Album Review

Lay Hollow

Lay Hollow

By Howse

Tri-Angle Records
8 / 10
25th June 2012

By Martyn Pepperell

With his debut EP Lay Hollow, Tri-Angle Records signee Howse (Nathaniel Oak) constructs vividly environmental electronic music. Working with one foot in the world of manipulated art music field recordings/noise/drone and the other firmly placed in the ultra modernist club landscapes of footwork and jungle drum and bass (which was the footwork of the 90s in essence), the five songs encased in Lay Hollow serve as a bridge between the hyper intellectual and hyper physical. Filled out by a sonic depth which belies Oak's young years (age: 22), Lay Hollow suggests the beginning of what should be an extremely promising career.

Track one 'Other Ways' kicks off with night time jungle field recordings, riddled with bird calls. Augmenting this with shiny synth sweeps, stuttering drums and a billowing sub bass bounce, 'Other Ways' recalls the energy captured by intelligent/artcore jungle drum and bass producers such as Doc Scott, Photek, J Majik and Lemon D in the mid 90s. Yet, cut down to the four so minute mark, impacts with a succinct edge often missing in the works of that earlier era.

On track two, 'VBS' faint haunted ghost calls meet 808 drums, female moans and distinctively Chicago footwork rhythm programming. Pairing things down to their bare bones, 'VBS' builds on the throwback artcore jungle vibe of 'Other Ways', much like the works of Philip D Kick, reframing it within the footwork form for the new decade.

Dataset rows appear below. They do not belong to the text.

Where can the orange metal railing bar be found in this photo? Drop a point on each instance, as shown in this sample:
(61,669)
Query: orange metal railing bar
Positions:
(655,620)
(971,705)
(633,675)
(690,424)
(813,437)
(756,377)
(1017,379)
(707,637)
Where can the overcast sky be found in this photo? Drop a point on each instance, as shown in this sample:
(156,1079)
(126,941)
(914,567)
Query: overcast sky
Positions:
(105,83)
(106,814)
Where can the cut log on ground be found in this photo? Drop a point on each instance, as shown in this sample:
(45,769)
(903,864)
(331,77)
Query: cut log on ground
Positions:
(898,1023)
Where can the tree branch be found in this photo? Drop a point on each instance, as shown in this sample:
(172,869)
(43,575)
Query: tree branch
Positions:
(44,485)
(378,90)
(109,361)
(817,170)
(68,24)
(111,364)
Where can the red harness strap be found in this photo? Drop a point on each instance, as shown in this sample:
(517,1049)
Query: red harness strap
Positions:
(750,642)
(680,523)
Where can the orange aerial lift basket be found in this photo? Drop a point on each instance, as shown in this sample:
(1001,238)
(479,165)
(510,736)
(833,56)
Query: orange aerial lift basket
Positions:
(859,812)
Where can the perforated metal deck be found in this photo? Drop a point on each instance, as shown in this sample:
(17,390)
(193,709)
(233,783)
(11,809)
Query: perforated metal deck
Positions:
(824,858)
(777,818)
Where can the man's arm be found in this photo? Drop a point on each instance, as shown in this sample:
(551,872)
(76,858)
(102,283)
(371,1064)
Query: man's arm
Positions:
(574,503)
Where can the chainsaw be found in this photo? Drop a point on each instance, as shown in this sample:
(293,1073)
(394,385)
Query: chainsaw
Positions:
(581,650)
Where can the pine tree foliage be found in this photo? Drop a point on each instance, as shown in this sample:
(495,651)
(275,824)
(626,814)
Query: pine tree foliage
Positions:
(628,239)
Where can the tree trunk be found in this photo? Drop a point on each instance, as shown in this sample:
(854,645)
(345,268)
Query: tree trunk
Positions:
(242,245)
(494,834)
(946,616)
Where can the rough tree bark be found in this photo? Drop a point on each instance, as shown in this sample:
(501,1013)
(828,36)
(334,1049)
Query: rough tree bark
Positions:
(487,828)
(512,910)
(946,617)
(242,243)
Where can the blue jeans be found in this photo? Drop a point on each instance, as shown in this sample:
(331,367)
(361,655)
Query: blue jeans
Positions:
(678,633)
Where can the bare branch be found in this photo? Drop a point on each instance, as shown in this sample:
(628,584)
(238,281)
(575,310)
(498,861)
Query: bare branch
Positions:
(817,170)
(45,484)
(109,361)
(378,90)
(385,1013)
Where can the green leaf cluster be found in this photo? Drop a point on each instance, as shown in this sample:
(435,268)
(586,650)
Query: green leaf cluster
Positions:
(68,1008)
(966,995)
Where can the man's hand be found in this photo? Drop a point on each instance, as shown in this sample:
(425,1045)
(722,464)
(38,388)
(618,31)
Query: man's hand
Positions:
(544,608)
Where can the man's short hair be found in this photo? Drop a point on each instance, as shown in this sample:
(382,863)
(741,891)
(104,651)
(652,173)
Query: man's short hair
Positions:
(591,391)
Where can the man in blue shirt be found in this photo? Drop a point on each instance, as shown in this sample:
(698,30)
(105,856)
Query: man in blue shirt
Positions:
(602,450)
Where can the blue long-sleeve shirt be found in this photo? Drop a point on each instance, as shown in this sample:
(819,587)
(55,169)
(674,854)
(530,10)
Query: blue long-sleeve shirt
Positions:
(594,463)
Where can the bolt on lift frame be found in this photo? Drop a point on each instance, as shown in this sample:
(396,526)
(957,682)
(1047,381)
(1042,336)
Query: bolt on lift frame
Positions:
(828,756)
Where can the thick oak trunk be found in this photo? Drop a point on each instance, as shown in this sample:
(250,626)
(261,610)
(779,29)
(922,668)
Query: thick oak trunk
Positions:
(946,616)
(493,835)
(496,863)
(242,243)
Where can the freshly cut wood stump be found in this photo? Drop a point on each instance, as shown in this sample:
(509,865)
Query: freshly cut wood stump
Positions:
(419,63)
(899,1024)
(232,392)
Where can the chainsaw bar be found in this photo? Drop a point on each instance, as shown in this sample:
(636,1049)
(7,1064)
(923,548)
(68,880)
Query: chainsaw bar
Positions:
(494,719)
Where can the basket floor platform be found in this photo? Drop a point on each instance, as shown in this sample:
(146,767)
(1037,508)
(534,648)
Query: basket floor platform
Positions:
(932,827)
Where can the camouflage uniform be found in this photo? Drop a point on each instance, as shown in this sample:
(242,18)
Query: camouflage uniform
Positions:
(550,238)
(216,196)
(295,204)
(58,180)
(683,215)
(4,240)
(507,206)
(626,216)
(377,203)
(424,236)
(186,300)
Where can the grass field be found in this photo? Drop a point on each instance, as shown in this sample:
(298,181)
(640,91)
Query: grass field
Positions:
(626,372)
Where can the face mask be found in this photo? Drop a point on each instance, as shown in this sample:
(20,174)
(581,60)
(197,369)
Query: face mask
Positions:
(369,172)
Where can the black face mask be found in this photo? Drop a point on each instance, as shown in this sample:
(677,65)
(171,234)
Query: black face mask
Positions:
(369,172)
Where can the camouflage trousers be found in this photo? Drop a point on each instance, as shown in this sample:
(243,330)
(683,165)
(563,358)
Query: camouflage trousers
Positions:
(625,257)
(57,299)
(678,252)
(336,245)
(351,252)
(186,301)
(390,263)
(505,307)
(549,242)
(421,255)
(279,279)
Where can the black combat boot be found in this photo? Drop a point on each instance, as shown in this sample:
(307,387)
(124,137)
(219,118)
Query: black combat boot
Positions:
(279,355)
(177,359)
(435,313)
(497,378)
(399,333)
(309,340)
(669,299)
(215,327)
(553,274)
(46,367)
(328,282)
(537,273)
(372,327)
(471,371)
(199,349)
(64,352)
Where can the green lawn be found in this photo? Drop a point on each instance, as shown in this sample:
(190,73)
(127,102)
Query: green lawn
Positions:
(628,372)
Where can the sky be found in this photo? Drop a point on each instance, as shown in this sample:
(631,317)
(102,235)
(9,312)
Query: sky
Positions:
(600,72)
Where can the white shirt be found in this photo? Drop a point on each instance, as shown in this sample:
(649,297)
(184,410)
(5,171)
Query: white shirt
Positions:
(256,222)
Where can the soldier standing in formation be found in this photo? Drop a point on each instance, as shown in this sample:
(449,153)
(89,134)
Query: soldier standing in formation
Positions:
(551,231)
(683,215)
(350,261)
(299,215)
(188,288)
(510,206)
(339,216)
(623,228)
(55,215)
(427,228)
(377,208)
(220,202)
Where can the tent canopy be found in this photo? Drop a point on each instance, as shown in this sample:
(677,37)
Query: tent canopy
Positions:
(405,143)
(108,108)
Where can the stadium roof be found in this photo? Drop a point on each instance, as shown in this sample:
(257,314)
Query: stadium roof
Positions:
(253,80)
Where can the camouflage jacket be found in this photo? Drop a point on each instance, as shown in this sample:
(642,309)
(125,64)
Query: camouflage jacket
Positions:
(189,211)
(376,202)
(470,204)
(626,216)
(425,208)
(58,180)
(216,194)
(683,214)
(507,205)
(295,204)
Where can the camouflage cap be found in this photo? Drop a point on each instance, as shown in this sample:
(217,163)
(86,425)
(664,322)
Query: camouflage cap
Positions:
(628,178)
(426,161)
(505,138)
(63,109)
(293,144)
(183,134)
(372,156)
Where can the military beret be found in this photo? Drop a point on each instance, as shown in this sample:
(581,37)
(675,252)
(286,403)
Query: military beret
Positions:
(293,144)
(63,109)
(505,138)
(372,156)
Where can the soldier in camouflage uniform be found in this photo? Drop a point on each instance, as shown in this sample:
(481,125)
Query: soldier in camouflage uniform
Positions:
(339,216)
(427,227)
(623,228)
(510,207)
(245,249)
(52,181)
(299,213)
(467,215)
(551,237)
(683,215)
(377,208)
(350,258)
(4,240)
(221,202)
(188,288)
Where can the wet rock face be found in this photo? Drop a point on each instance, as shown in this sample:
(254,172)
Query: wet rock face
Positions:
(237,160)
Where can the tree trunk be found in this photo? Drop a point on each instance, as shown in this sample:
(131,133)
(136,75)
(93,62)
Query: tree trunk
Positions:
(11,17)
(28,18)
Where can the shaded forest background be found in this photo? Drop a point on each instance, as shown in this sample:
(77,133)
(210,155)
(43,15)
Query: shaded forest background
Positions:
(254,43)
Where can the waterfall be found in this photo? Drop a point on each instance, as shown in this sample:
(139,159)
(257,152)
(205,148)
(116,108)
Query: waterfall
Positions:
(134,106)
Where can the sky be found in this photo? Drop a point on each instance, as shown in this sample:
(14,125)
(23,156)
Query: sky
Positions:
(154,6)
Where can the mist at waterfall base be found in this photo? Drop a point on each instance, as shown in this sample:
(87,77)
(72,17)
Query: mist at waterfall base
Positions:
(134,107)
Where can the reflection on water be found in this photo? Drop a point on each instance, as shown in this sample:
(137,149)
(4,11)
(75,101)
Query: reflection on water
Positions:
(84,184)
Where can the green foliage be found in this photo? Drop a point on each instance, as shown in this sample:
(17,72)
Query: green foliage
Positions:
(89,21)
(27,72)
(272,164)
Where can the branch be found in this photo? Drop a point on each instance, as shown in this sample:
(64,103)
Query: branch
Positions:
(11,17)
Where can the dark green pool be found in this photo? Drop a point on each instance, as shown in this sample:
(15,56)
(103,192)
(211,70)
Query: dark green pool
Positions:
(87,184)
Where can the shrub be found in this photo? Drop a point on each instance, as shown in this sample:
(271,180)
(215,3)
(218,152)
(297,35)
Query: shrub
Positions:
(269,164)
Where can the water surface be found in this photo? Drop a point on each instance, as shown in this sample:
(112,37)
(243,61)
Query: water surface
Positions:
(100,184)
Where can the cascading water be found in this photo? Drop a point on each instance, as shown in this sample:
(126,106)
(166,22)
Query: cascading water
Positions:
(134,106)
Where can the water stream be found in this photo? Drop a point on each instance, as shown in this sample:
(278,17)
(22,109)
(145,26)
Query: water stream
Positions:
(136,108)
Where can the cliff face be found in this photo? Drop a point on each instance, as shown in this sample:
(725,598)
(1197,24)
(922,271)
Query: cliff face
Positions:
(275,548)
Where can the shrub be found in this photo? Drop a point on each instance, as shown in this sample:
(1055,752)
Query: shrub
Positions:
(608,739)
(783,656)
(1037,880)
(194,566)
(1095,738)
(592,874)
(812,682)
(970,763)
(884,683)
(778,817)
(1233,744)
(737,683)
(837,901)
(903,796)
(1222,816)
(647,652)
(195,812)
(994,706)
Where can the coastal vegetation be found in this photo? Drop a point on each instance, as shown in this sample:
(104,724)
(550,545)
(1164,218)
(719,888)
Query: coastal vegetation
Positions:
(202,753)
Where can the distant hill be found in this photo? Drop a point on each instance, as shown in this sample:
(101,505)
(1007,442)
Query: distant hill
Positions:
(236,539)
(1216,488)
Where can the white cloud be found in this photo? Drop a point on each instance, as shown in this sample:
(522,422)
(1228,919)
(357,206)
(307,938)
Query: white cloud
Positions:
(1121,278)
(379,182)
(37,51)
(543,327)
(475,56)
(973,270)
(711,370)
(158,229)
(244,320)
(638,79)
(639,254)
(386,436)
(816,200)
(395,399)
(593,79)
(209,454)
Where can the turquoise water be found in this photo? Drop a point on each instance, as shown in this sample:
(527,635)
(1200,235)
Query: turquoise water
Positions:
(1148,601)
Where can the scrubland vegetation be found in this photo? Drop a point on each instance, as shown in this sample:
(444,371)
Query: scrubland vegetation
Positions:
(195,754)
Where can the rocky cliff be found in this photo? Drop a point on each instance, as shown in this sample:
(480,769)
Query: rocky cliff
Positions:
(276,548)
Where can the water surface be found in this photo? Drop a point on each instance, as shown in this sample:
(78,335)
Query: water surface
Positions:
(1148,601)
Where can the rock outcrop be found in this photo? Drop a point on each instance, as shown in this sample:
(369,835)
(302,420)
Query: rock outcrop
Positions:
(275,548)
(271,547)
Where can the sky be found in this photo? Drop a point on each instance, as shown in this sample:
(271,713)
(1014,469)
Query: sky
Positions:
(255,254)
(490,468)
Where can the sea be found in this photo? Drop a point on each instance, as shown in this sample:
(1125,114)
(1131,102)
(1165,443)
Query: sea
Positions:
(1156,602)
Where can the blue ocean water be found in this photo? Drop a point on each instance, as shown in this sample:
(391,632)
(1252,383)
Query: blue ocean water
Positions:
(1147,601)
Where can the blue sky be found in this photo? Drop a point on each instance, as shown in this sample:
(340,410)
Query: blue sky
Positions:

With track three, 'Old Tea', things dive firmly into the environmental school of music for a short moment, giving the illusion of oceanic ambience, before tribally framed drum grooves catch the wave, riding a bed of moaning souls and faint conversational field recordings into a crunchy explosion followed by strict bass underpinned rhythm, unusual tone and murky vibe. A steady shift of dynamic between maximal and minimal and then, a fall.

Track four, 'Depths' maintains the environmental route, making use of shuffling, twisting sweeps of sound. Giving way to a deep drone contrasted with bubbling melodies, a ruptured drum and bass style beat matched with footworkesque percussion rolls becomes central, driving the arrangement to deeper places. Pitch shifted voices rise and fall within the mix, and the piece plays out in a wavy manner. Pulling the pace down a notch, things are swiftly bounced back up into high gear on 'Fete', the concluding cut on the EP. Using a bouncy bass powered club beat, Oak buries his precise rhythmic snap in a sea of fuzzy, drony haze, night time field recordings and emotive, soaring synth. Texturally euphoric and sonically upwards in lean, mid way through, 'Fete' explodes, tearing at the edges as the rich melodic arrangements are submerged in a downpour of noise and bass. Eventually, the clouds clear, leaving in their wake a simple series of night time wilderness noises.

Twenty two so minutes long, with Lay Hollow, Oak accomplishes a true feat, completely transporting the listener to a future from a long time ago, in a galaxy far far away.